Per quel che riguarda l’assunzione di sostanze stupefacenti, gli effetti della loro assunzione in gravidanza è ancora dibattuto, in quanto a volte risultano dannose, altre volte non influiscono sulla gravidanza. Molto dipende dal tipo di droga assunta, dal quantitativo assunto, dal numero di volte in cui se ne fa uso.

Il fatto di non aver dati certi a riguardo dipende dalla difficoltà di poter effettuare
degli studi scientifici a riguardo. Spesso gli effetti dannosi in gravidanza derivano dal fatto che all’uso di droghe si associa il contemporaneo uso di alcolici o fumo.

Nel corollario delle droghe utilizzabili, studi importanti sono stati rivolti sulle seguenti sostanze:
Eroina o altri farmaci oppioidi: donne che usano eroina in gravidanza sono a rischio di
patologie che possono essere dannose per loro stesse e i loro bambini (p.e. infezioni). I
bambini di madri che fanno uso di eroina possono aver un peso inferiore rispetto a donne che non fanno uso di droghe o avere un’importante patologia detta sindrome da astinenza da oppioidi” quando nascono.

Questi stessi problemi possono accadere se una donna gravida prende farmaci antidolorifici chiamati “oppioidi” o “narcotici”.
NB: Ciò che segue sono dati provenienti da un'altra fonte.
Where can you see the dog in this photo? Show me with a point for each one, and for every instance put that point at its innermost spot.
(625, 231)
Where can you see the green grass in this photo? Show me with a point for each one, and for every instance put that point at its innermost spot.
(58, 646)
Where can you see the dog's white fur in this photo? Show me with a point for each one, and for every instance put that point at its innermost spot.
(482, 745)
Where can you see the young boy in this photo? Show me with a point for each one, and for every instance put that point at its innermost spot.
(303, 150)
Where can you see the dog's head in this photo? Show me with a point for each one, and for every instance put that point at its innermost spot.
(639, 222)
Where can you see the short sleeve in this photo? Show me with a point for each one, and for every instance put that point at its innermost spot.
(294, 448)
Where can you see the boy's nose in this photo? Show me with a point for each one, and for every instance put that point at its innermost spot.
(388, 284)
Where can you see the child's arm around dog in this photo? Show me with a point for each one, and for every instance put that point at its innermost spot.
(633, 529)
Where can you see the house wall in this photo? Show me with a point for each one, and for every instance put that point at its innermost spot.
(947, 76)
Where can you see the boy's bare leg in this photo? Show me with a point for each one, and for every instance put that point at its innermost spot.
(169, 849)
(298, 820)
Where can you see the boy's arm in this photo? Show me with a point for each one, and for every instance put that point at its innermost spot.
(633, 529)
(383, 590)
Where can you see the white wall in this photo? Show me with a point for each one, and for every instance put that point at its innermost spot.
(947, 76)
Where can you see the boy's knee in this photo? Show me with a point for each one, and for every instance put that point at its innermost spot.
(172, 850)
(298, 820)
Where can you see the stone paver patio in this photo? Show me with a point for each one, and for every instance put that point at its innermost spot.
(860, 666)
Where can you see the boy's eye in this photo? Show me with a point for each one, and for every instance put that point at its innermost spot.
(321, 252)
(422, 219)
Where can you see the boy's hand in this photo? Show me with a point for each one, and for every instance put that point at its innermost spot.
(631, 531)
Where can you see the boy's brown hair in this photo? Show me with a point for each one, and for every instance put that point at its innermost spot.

Cocaina – donne in gravidanza che utilizzano cocaina possono verosimilmente avere problemi con la placenta. La placenta è un organo che si forma tra la madre e il suo bambino durante la gravidanza. Essa porta nutrienti e ossigeno al bambino.

L’utilizzo di cocaina può portare ad un distacco di placenta prima del parto con grave pericolo per la vita della madre e del feto. Bambini nati da madri che utilizzano cocaina durante la gravidanza hanno una possibilità maggiore di nascere prematuramente ed esser più piccoli con conseguenze su sonno, vista, respiro e udito.

L’utilizzo di altre droghe come la mariuana o le metaenfetamine durante la gravidanza potrebbero anch’esse causare problemi al neonato alla nascita durante l’infanzia.

In gravidanza, quindi, se si assumono alcolici e/o droghe, è importante parlarne con il vostro medico. Lui o Lei saprà consigliarvi per il meglio sul da farsi. Se si fa uso di alcolici, eroina, farmaci oppioidi, sospendere repentinamente l’assunzione può esser dannoso per la donna e per il bambino. Il tuo medico può aiutarti in questo processo seguendo una graduale riduzione dell’assunzione di queste sostanze in modo da non creare conseguenze importanti al feto.